Tuesday, 22 July 2014

Report: The Pottery - why field archaeologists need specialists!

A selection of pottery from the Project Results Evening 3rd June 2014

Dr Paul Bidwell, our pottery specialist for this project, has looked at the sherds from the 2013 excavations. Here is a short section of his assessment report:

The date and character of the overall assemblage
Much of the [Roman] pottery [from 2013] was from contexts containing medieval and post-medieval pottery. ... most is datable to the 2nd and 3rd centuries and represents a similar range of sources. All the amphora sherds were from Dressel 20s, from southern Spain; there were many fragments of Mancetter-Hartshill mortaria and a few sherds from mortaria made in the North-West; fine wares consisted of samian ware (often in poor condition) and a single sherd of a Moselle beaker of 3rd-century date. The other coarse pottery was mainly BB1 and grey wares, the latter local, or at least north-western products; there were some oxidised-ware sherds, which generally represented flagons or storage jars.

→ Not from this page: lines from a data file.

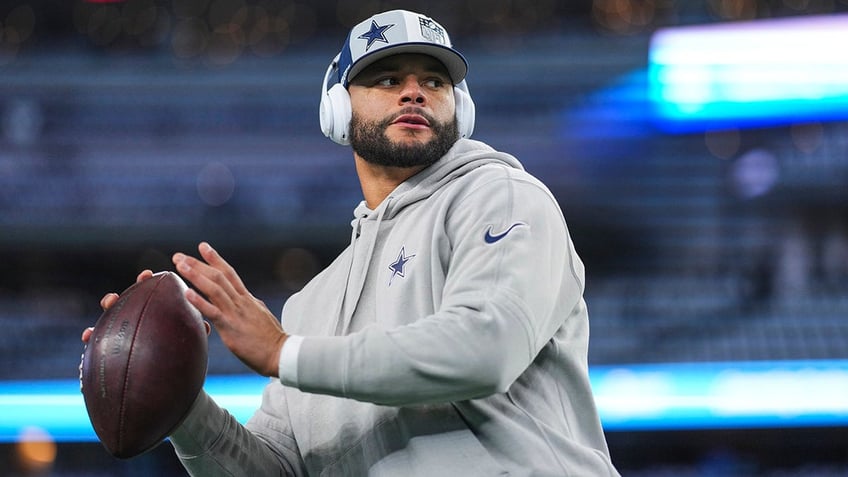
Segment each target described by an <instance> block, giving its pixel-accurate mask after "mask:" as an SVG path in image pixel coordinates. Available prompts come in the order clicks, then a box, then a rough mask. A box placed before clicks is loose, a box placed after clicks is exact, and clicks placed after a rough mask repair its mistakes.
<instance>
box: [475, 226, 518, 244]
mask: <svg viewBox="0 0 848 477" xmlns="http://www.w3.org/2000/svg"><path fill="white" fill-rule="evenodd" d="M522 225H527V224H525V223H524V222H516V223H514V224H512V225H510V226H509V228H508V229H506V230H505V231H503V232H501V233H499V234H497V235H492V226H491V225H490V226H489V228H488V229H487V230H486V235H485V236H484V237H483V240H485V241H486V243H495V242H497V241H498V240H500V239H502V238H504V237H506V235H507V234H508V233H510V232H512V229H514V228H516V227H520V226H522Z"/></svg>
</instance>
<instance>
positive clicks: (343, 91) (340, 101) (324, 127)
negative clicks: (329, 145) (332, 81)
mask: <svg viewBox="0 0 848 477" xmlns="http://www.w3.org/2000/svg"><path fill="white" fill-rule="evenodd" d="M319 114H320V120H321V131H322V132H323V133H324V135H325V136H327V137H328V138H330V139H332V140H333V141H335V142H336V143H338V144H341V145H342V146H347V145H348V144H350V140H349V138H348V135H349V132H350V117H351V107H350V94H349V93H348V92H347V90H346V89H345V88H344V86H342V85H341V84H339V83H336V84H334V85H333V86H332V87H331V88H330V89H329V90H328V91H327V92H326V93H325V94H324V95H323V96H321V104H320V106H319Z"/></svg>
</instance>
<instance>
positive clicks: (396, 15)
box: [338, 10, 468, 88]
mask: <svg viewBox="0 0 848 477" xmlns="http://www.w3.org/2000/svg"><path fill="white" fill-rule="evenodd" d="M399 53H422V54H425V55H429V56H432V57H434V58H436V59H437V60H439V61H441V62H442V63H443V64H444V65H445V68H447V70H448V74H449V75H450V77H451V81H453V84H459V83H460V82H461V81H462V80H463V79H465V75H466V74H467V73H468V62H467V61H465V57H463V56H462V55H461V54H460V53H459V52H458V51H456V50H454V49H453V47H452V45H451V42H450V37H449V36H448V32H447V30H445V28H444V27H443V26H442V25H440V24H439V23H437V22H436V21H435V20H433V19H432V18H430V17H427V16H424V15H421V14H419V13H414V12H410V11H406V10H391V11H388V12H383V13H378V14H376V15H374V16H372V17H370V18H368V19H367V20H364V21H363V22H361V23H359V24H358V25H356V26H354V27H353V28H352V29H351V30H350V33H349V34H348V36H347V40H345V44H344V46H343V47H342V51H341V52H340V53H339V60H338V75H339V77H338V81H339V83H341V84H342V86H344V87H345V88H347V87H348V84H349V83H350V80H351V79H352V78H353V77H355V76H356V75H357V74H358V73H359V72H360V71H362V70H363V69H365V67H366V66H368V65H370V64H372V63H374V62H375V61H377V60H380V59H382V58H385V57H387V56H390V55H396V54H399Z"/></svg>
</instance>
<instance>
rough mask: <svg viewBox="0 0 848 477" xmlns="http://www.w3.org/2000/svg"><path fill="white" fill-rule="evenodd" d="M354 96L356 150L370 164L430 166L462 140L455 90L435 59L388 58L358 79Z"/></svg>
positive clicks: (353, 78)
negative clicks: (369, 163)
mask: <svg viewBox="0 0 848 477" xmlns="http://www.w3.org/2000/svg"><path fill="white" fill-rule="evenodd" d="M348 91H349V92H350V102H351V107H352V111H353V114H352V118H351V125H350V144H351V146H352V147H353V150H354V152H356V153H357V154H358V155H359V156H360V157H362V159H364V160H365V161H367V162H370V163H372V164H377V165H382V166H391V167H415V166H428V165H430V164H432V163H434V162H436V161H437V160H439V158H441V157H442V156H443V155H444V154H445V153H446V152H447V151H448V149H450V148H451V146H453V144H454V143H455V142H456V140H457V139H458V138H459V131H458V129H457V124H456V114H455V110H456V105H455V103H454V93H453V84H452V83H451V80H450V76H449V75H448V73H447V70H445V67H444V65H442V63H441V62H439V61H438V60H436V59H435V58H433V57H430V56H427V55H421V54H399V55H393V56H389V57H386V58H384V59H382V60H379V61H377V62H375V63H374V64H372V65H369V66H368V67H367V68H365V69H364V70H362V72H360V73H359V74H357V75H356V77H355V78H353V80H352V81H351V83H350V85H349V87H348Z"/></svg>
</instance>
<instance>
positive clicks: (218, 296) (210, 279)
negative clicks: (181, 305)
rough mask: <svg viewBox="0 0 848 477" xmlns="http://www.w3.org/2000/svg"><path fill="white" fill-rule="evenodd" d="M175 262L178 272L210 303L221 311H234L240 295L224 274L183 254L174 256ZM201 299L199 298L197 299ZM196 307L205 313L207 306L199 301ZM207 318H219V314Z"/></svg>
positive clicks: (186, 294)
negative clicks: (234, 307)
mask: <svg viewBox="0 0 848 477" xmlns="http://www.w3.org/2000/svg"><path fill="white" fill-rule="evenodd" d="M173 261H174V264H175V265H176V267H177V272H179V273H180V275H182V276H183V278H185V279H186V280H188V281H189V282H191V283H192V285H194V287H195V288H196V289H197V290H198V291H200V292H201V293H203V294H204V295H205V296H206V299H207V300H208V301H209V302H210V303H212V304H214V305H215V306H216V307H218V308H219V309H220V310H231V309H233V303H234V299H235V298H236V297H238V293H237V292H236V290H235V289H234V288H233V285H232V283H230V281H229V280H228V279H227V278H226V277H225V276H224V274H223V272H221V271H220V270H218V269H216V268H214V267H212V266H211V265H209V264H207V263H205V262H202V261H200V260H198V259H196V258H194V257H190V256H188V255H185V254H182V253H176V254H174V257H173ZM186 298H189V294H188V293H186ZM199 298H200V297H197V298H196V299H199ZM189 301H191V299H189ZM193 304H195V303H193ZM195 306H197V307H198V309H200V310H201V312H203V307H204V306H205V305H204V304H202V303H201V302H200V301H198V303H196V304H195ZM207 316H209V317H210V318H213V317H217V314H215V315H207Z"/></svg>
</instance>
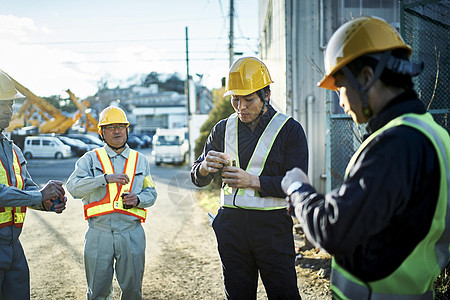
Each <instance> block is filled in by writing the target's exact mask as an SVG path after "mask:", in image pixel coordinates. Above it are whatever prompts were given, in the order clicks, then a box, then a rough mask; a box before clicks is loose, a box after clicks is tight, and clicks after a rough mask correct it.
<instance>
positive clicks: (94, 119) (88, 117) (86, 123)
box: [66, 89, 98, 132]
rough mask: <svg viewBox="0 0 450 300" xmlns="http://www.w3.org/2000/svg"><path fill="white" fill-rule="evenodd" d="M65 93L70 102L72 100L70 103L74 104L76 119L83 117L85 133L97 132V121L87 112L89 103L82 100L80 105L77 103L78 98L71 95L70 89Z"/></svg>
mask: <svg viewBox="0 0 450 300" xmlns="http://www.w3.org/2000/svg"><path fill="white" fill-rule="evenodd" d="M66 92H67V94H69V98H70V100H72V102H73V103H75V105H76V106H77V108H78V112H77V114H78V116H77V117H78V118H79V119H81V117H82V115H84V116H85V124H84V127H85V128H86V131H91V132H97V130H98V128H97V124H98V121H97V120H96V119H95V118H94V117H93V116H92V115H91V114H90V113H89V112H88V110H89V106H90V104H89V101H88V100H83V101H82V103H80V102H79V101H78V98H77V97H76V96H75V94H74V93H72V91H71V90H70V89H68V90H67V91H66ZM77 114H76V115H77Z"/></svg>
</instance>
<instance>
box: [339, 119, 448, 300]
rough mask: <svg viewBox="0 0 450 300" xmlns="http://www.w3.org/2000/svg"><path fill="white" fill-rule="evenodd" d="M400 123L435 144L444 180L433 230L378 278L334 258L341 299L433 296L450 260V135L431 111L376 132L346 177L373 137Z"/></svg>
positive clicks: (358, 149) (367, 142)
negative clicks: (427, 112) (439, 280)
mask: <svg viewBox="0 0 450 300" xmlns="http://www.w3.org/2000/svg"><path fill="white" fill-rule="evenodd" d="M400 125H406V126H411V127H413V128H415V129H417V130H419V131H420V132H421V133H423V134H424V135H425V136H426V137H427V138H428V139H429V140H430V141H431V143H432V144H433V146H434V147H435V148H436V152H437V156H438V159H439V168H440V171H441V180H440V182H439V197H438V202H437V205H436V209H435V212H434V216H433V220H432V223H431V226H430V230H429V232H428V233H427V235H426V236H425V237H424V238H423V239H422V240H421V241H420V243H418V244H417V246H416V247H415V248H414V250H413V251H412V252H411V253H410V254H409V256H408V257H407V258H406V259H405V260H404V261H403V262H402V264H401V265H400V266H399V267H398V268H397V269H396V270H395V271H394V272H392V273H391V274H389V275H388V276H386V277H385V278H381V279H379V280H376V281H372V282H363V281H362V280H360V279H359V278H357V277H356V276H354V275H353V274H351V273H350V272H348V271H347V270H345V269H344V268H342V267H341V266H340V265H338V264H337V263H336V261H335V260H334V258H333V260H332V275H331V289H332V291H333V293H334V295H335V297H337V298H338V299H383V300H384V299H387V300H389V299H432V298H433V282H434V280H435V278H436V277H437V276H438V275H439V273H440V272H441V270H442V269H444V268H445V266H446V265H447V263H448V262H449V260H450V248H449V244H450V228H449V227H448V226H449V225H448V224H450V172H449V169H450V165H449V163H450V162H449V159H450V138H449V135H448V133H447V131H446V130H445V129H444V128H442V127H440V126H439V125H438V124H436V123H435V122H434V120H433V117H432V116H431V114H429V113H426V114H423V115H417V114H406V115H403V116H400V117H398V118H396V119H394V120H392V121H391V122H389V123H388V124H386V125H385V126H384V127H382V128H380V129H379V130H378V131H376V132H374V133H373V134H372V135H371V136H370V137H369V138H368V139H367V140H366V141H364V143H363V144H362V145H361V147H360V148H359V149H358V151H357V152H356V153H355V154H354V155H353V157H352V159H351V160H350V162H349V165H348V166H347V170H346V177H347V176H348V174H349V171H350V169H351V167H352V166H353V165H354V163H355V162H356V159H357V158H358V156H359V155H360V153H361V151H362V150H363V149H364V148H365V147H366V146H367V145H368V144H369V143H370V141H371V140H373V139H374V138H375V137H376V136H377V135H379V134H380V133H382V132H383V131H385V130H387V129H389V128H392V127H394V126H400ZM411 151H414V149H411Z"/></svg>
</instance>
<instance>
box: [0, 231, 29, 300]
mask: <svg viewBox="0 0 450 300" xmlns="http://www.w3.org/2000/svg"><path fill="white" fill-rule="evenodd" d="M0 299H2V300H10V299H11V300H13V299H15V300H27V299H30V271H29V270H28V264H27V260H26V258H25V254H24V253H23V249H22V245H21V244H20V242H19V240H17V241H15V242H14V243H12V244H10V245H0Z"/></svg>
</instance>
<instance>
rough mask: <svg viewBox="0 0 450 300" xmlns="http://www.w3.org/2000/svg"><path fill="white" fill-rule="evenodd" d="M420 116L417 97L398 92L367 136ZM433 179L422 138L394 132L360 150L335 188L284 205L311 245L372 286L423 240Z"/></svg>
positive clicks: (407, 93)
mask: <svg viewBox="0 0 450 300" xmlns="http://www.w3.org/2000/svg"><path fill="white" fill-rule="evenodd" d="M425 112H426V110H425V108H424V106H423V104H422V102H421V101H420V100H418V99H417V95H416V94H415V93H414V92H412V91H409V92H405V93H403V94H401V95H399V96H398V97H397V98H396V99H394V100H393V101H392V102H390V103H389V104H388V106H387V107H385V108H384V109H383V110H382V111H381V112H380V113H378V114H377V115H376V116H375V117H374V118H372V119H371V120H370V121H369V124H368V131H369V134H371V133H373V132H375V131H376V130H377V129H379V128H381V127H382V126H384V125H385V124H387V123H388V122H389V121H391V120H392V119H394V118H396V117H398V116H401V115H403V114H406V113H416V114H424V113H425ZM439 180H440V172H439V160H438V158H437V154H436V150H435V148H434V147H433V145H432V144H431V142H430V141H429V140H428V138H427V137H426V136H425V135H423V134H422V133H420V132H419V131H418V130H416V129H413V128H411V127H409V126H397V127H393V128H391V129H388V130H386V131H384V132H383V133H381V134H380V135H378V136H377V137H376V138H375V139H374V140H372V141H371V142H370V143H369V145H367V147H366V148H365V149H364V150H363V151H362V152H361V154H360V156H359V158H358V159H357V161H356V162H355V164H354V166H353V168H352V169H351V172H350V174H349V176H348V179H347V180H346V181H345V183H344V184H343V185H342V186H341V187H340V188H339V189H337V190H334V191H332V192H330V193H328V194H327V195H322V194H319V193H317V192H316V191H315V189H314V188H313V187H312V186H310V185H305V186H303V187H302V188H301V189H300V190H299V192H297V193H294V195H293V196H292V201H293V204H294V206H295V214H296V216H297V217H298V218H299V220H300V222H301V223H302V225H303V228H304V229H305V228H306V229H305V230H306V231H308V233H307V234H308V236H309V238H310V239H311V240H313V241H314V242H315V243H316V244H319V245H320V246H321V247H322V248H324V249H325V250H327V251H328V252H329V253H331V254H333V255H334V257H335V259H336V262H337V263H338V264H339V265H341V266H342V267H344V268H345V269H347V270H348V271H350V272H351V273H353V274H354V275H356V276H357V277H359V278H360V279H362V280H365V281H373V280H377V279H381V278H384V277H386V276H387V275H389V274H390V273H392V271H394V270H395V269H396V268H397V267H398V266H399V265H400V264H401V263H402V262H403V260H404V259H405V258H406V257H407V256H408V255H409V254H410V253H411V251H412V250H413V249H414V248H415V246H416V245H417V244H418V243H419V242H420V240H421V239H423V238H424V237H425V235H426V234H427V232H428V230H429V229H430V225H431V221H432V217H433V214H434V210H435V208H436V204H437V200H438V194H439Z"/></svg>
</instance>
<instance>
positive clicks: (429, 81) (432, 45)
mask: <svg viewBox="0 0 450 300" xmlns="http://www.w3.org/2000/svg"><path fill="white" fill-rule="evenodd" d="M449 11H450V1H449V0H420V1H414V0H402V1H401V9H400V20H401V33H402V36H403V38H404V39H405V42H406V43H407V44H409V45H411V47H412V48H413V54H412V56H411V60H412V61H415V62H419V61H423V62H424V63H425V69H424V71H423V72H422V73H421V74H420V75H419V76H417V77H415V78H414V83H415V87H416V91H417V93H418V94H419V98H420V99H421V100H422V101H423V103H424V105H425V107H426V108H427V109H428V111H429V112H430V113H431V114H432V115H433V117H434V118H435V120H436V122H438V123H439V124H440V125H441V126H443V127H444V128H446V129H447V131H450V128H449V114H450V105H449V99H450V95H449V87H450V85H449V83H450V80H449V77H450V68H449V64H450V55H449V49H450V47H449V41H450V38H449V37H450V34H449V29H450V26H449V22H450V18H449V16H448V13H449ZM337 103H338V99H337V95H336V94H335V93H332V92H329V93H328V95H327V136H326V160H327V162H326V165H327V191H330V190H332V189H335V188H337V187H339V186H340V185H341V184H342V183H343V178H344V172H345V168H346V166H347V164H348V162H349V160H350V158H351V157H352V155H353V153H354V152H355V151H356V150H357V149H358V147H359V145H360V144H361V141H362V138H363V135H364V134H365V133H366V131H365V126H364V125H357V124H355V123H354V122H353V121H352V120H351V119H350V118H349V117H348V116H346V115H345V114H343V112H342V110H341V109H340V108H339V107H338V104H337Z"/></svg>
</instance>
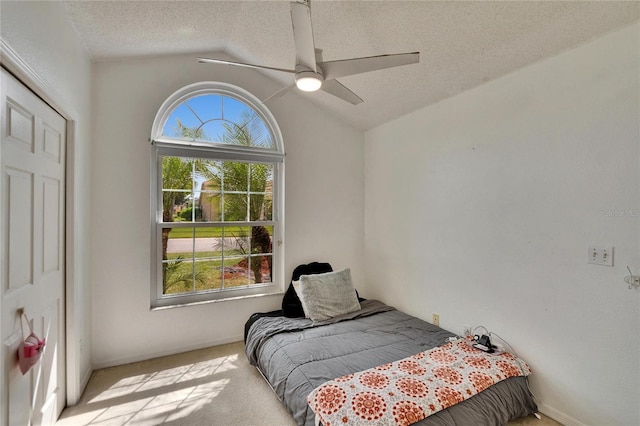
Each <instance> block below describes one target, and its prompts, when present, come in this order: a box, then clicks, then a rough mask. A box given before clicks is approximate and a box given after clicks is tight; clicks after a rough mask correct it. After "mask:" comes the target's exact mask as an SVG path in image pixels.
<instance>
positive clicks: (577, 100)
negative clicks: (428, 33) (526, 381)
mask: <svg viewBox="0 0 640 426" xmlns="http://www.w3.org/2000/svg"><path fill="white" fill-rule="evenodd" d="M639 39H640V26H639V25H638V24H636V25H633V26H631V27H628V28H625V29H622V30H620V31H617V32H615V33H612V34H609V35H606V36H605V37H602V38H600V39H598V40H595V41H592V42H590V43H588V44H586V45H583V46H581V47H578V48H576V49H574V50H571V51H569V52H565V53H563V54H561V55H559V56H556V57H553V58H549V59H547V60H544V61H542V62H540V63H537V64H534V65H532V66H529V67H527V68H525V69H522V70H520V71H517V72H515V73H513V74H511V75H508V76H506V77H503V78H501V79H499V80H497V81H493V82H490V83H488V84H485V85H483V86H481V87H478V88H476V89H474V90H471V91H469V92H467V93H464V94H462V95H460V96H457V97H455V98H452V99H449V100H446V101H443V102H441V103H439V104H436V105H433V106H430V107H426V108H424V109H421V110H418V111H416V112H414V113H412V114H410V115H407V116H405V117H403V118H400V119H398V120H395V121H393V122H391V123H388V124H385V125H382V126H380V127H378V128H375V129H373V130H371V131H369V132H367V133H366V134H365V269H366V277H365V278H366V282H367V294H368V296H371V297H377V298H380V299H382V300H384V301H386V302H388V303H389V304H392V305H395V306H397V307H398V308H402V309H403V310H405V311H408V312H410V313H412V314H414V315H417V316H420V317H422V318H424V319H426V320H428V321H430V320H431V315H432V313H434V312H437V313H439V314H440V321H441V326H443V327H444V328H447V329H449V330H452V331H455V332H459V333H461V332H462V329H463V325H465V324H468V325H472V326H478V325H484V326H486V327H487V328H488V329H489V330H491V331H493V332H495V333H497V334H499V335H500V336H501V337H503V338H505V339H507V340H508V342H509V343H510V344H511V345H513V347H514V348H515V349H516V351H517V353H518V355H520V356H521V357H523V358H524V359H525V360H527V361H528V362H529V363H530V365H531V366H532V368H533V371H534V373H533V376H532V377H531V383H532V387H533V389H534V392H535V393H536V394H537V395H538V396H539V397H540V398H541V404H539V405H540V408H541V410H542V411H543V412H546V413H548V414H550V415H552V416H553V417H556V418H557V419H559V420H560V421H562V422H563V423H566V424H580V423H584V424H593V425H604V424H607V425H613V424H616V425H637V424H639V423H640V409H639V407H640V362H639V360H640V289H634V290H629V289H628V288H627V284H625V283H624V281H623V278H624V276H625V275H628V272H627V270H626V266H627V265H629V266H630V267H631V268H632V269H633V270H634V271H635V273H640V217H639V210H640V135H639V125H638V123H639V117H640V107H639V104H640V83H639V75H640V69H639V55H640V49H639ZM428 81H429V79H428V78H427V79H425V84H428ZM609 211H615V212H614V214H615V215H614V216H609V215H608V214H607V213H608V212H609ZM592 244H594V245H604V246H615V265H614V267H606V266H596V265H591V264H587V248H588V247H589V246H590V245H592Z"/></svg>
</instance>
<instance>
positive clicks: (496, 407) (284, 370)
mask: <svg viewBox="0 0 640 426" xmlns="http://www.w3.org/2000/svg"><path fill="white" fill-rule="evenodd" d="M309 265H312V267H311V268H309ZM320 265H324V266H322V267H317V264H308V265H301V266H305V268H302V271H303V272H306V273H309V275H311V274H316V273H317V272H315V271H317V270H323V271H326V270H327V269H329V268H330V266H329V267H327V266H326V265H328V264H320ZM296 269H298V268H296ZM309 271H311V272H309ZM298 272H299V271H298ZM293 275H294V276H293V279H292V281H295V280H296V279H297V278H298V277H300V276H303V277H304V275H300V274H299V273H297V274H296V271H294V274H293ZM303 279H304V278H303ZM290 287H292V286H290ZM290 289H291V288H290ZM288 291H289V290H288ZM356 297H357V296H356ZM286 299H287V298H286V296H285V300H284V301H283V308H284V309H283V310H281V311H274V312H270V313H266V314H254V315H253V316H252V317H251V318H250V319H249V321H247V324H246V326H245V350H246V355H247V358H248V360H249V362H250V363H251V364H252V365H254V366H256V367H257V368H258V370H259V371H260V372H261V373H262V375H263V376H264V378H265V379H266V380H267V382H268V383H269V384H270V386H271V387H272V389H273V390H274V392H275V393H276V395H277V396H278V398H279V399H280V400H281V401H282V403H283V404H284V405H285V406H286V408H287V409H288V410H289V412H290V413H291V415H292V416H293V418H294V420H295V421H296V423H297V424H298V425H306V426H312V425H314V424H316V413H314V411H313V410H312V408H311V407H310V405H309V403H308V400H307V397H308V396H309V395H310V394H311V393H312V392H314V390H317V389H318V388H319V387H321V386H322V385H323V384H326V383H328V382H329V381H332V380H334V379H338V378H342V377H343V376H347V375H353V373H357V372H362V371H364V370H368V369H375V368H376V367H379V366H381V365H386V364H389V363H393V362H398V360H402V359H404V358H407V357H412V356H416V354H420V353H423V352H425V351H428V350H439V348H440V347H442V346H443V345H446V344H447V341H448V339H449V338H452V337H455V336H454V334H453V333H450V332H448V331H446V330H444V329H441V328H439V327H437V326H434V325H432V324H429V323H427V322H425V321H422V320H420V319H419V318H416V317H413V316H410V315H408V314H405V313H403V312H401V311H399V310H397V309H395V308H393V307H391V306H387V305H385V304H384V303H382V302H380V301H377V300H364V299H361V298H359V297H358V302H359V303H358V304H359V309H357V310H354V311H352V312H348V313H344V314H340V315H336V316H333V317H330V318H327V319H324V320H320V321H319V320H317V319H316V320H312V319H309V318H305V317H304V316H302V317H300V316H296V317H293V318H292V317H288V316H285V314H288V315H289V316H291V309H289V307H287V306H286V304H287V303H288V301H287V300H286ZM297 315H299V312H298V313H297ZM303 315H304V313H303ZM434 348H438V349H434ZM340 380H341V379H338V381H340ZM331 383H332V382H331ZM316 411H317V409H316ZM536 411H537V407H536V404H535V402H534V400H533V398H532V395H531V393H530V392H529V390H528V386H527V381H526V377H523V376H517V377H509V378H507V379H505V380H501V381H498V382H497V383H495V384H493V385H491V386H489V387H487V388H486V389H484V390H482V391H481V392H479V393H478V394H476V395H474V396H471V397H470V398H468V399H465V400H464V401H462V402H459V403H457V404H455V405H452V406H450V407H448V408H446V409H443V410H441V411H437V412H435V413H434V414H432V415H429V416H428V417H426V418H424V419H422V420H420V421H419V422H417V423H415V424H416V425H420V426H425V425H434V426H435V425H451V426H452V425H502V424H506V423H507V422H508V421H509V420H512V419H516V418H519V417H523V416H527V415H529V414H532V413H535V412H536ZM344 422H347V419H346V418H345V419H344Z"/></svg>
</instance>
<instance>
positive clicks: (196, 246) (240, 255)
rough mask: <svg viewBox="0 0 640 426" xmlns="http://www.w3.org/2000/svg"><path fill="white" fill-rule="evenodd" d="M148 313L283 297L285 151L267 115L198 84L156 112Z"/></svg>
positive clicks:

Some diggers may remember that during the excavation, we found some sherds of mortaria, and thought it was fourth century Crambeck Ware. It now seems that this pottery was in fact from Mancetter Hartshill in the Midlands, and dates between the second and third century! 

Mancetter Hartshill mortarium

The reason we thought it was Crambeck Ware is that some of the sherds had red paint in typical Crambeck patterns, plus the fabrics were pale in colour. However, the hints that it was something else were there, in particular the fabric, which is a little different, but was put down to post depositional action of the soil. Not so! 

It turns out that one of the current theories about Crambeck Ware is that potters from Mancetter Hartshill industry actually moved up to Yorkshire, taking their red painting habits with them. This is a pretty typical example of why archaeologists out in the field also need experts in the various categories of finds - we can't be experts in everything.

The majority of the Ravenglass pottery so far is third century, though there is a scattering of fourth century sherds. Paul Bidwell noted that there is amphora from Spain, Samian from France/Germany and pottery from Germany. So Ravenglass is showing it has connections abroad, and within Britain, which is exactly the sort of thing we should be expecting from a Roman site.